Cyberthreats are Causing the Most Tension in Fintechs Across the World Find FIS and Oxford Economics

This post was originally published on The FinTech Times

Research conducted by global financial technology firm, FIS in collaboration with Oxford Economics, has revealed the true impact of financial, operational, and technological disharmony, defined as disruptions and inefficiencies across the money lifecycle, on firms in the US, the UK and Singapore.

In two global surveys of a combined 1,000 C-suite business and technology leaders across six different industries, FIS and Oxford Economics found that businesses are losing out on an average of $98.5million a year as a consequence of cyber threats, fraud, regulatory hurdles, and operational inefficiencies.

The Harmony Gap: Finding the Financial Upside in Uncertainty study revealed nine sources of disharmony, with 88 per cent of respondents identifying cyberthreats as the most pressing source of tension, followed by fraud (79 per cent) and regulatory complexities (65 per cent).
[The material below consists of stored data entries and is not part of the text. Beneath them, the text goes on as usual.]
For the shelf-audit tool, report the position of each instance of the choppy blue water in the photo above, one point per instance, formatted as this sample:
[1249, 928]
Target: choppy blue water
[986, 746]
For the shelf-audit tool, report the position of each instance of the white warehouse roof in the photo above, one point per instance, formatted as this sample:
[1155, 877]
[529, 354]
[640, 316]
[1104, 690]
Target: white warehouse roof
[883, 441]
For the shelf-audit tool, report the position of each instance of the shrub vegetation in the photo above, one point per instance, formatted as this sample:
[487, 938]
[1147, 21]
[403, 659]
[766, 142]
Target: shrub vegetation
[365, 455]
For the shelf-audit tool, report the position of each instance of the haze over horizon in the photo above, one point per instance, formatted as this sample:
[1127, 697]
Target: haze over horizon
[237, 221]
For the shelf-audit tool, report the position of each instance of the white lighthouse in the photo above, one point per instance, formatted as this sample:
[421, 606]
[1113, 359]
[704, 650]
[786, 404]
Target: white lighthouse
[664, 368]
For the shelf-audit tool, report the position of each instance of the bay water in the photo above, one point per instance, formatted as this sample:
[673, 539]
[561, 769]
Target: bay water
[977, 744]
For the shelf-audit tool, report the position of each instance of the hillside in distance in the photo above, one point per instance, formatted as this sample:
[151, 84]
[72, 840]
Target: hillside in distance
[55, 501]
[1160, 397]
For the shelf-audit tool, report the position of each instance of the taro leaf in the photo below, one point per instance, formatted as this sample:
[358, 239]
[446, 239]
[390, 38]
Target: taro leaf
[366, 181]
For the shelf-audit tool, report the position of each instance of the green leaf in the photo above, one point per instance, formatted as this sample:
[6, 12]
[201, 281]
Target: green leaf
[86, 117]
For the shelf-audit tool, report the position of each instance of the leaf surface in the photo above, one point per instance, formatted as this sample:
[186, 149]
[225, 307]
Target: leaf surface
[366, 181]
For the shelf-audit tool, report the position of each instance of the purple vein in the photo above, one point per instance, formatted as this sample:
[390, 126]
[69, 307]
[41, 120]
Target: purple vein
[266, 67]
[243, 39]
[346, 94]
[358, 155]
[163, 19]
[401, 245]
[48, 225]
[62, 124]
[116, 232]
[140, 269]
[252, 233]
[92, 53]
Other tensions identified by respondents were operational inefficiencies, payment friction, human errors, illiquidity, financial technology skills gaps, and reputational damage.

The survey results also shed light on the specific financial technologies that forward-looking organisations are employing to address disharmony in their operations. Over four-fifths (82 per cent) of surveyed leaders said they have implemented embedded finance solutions, realising an average 8.5 per cent growth in sales through these investments.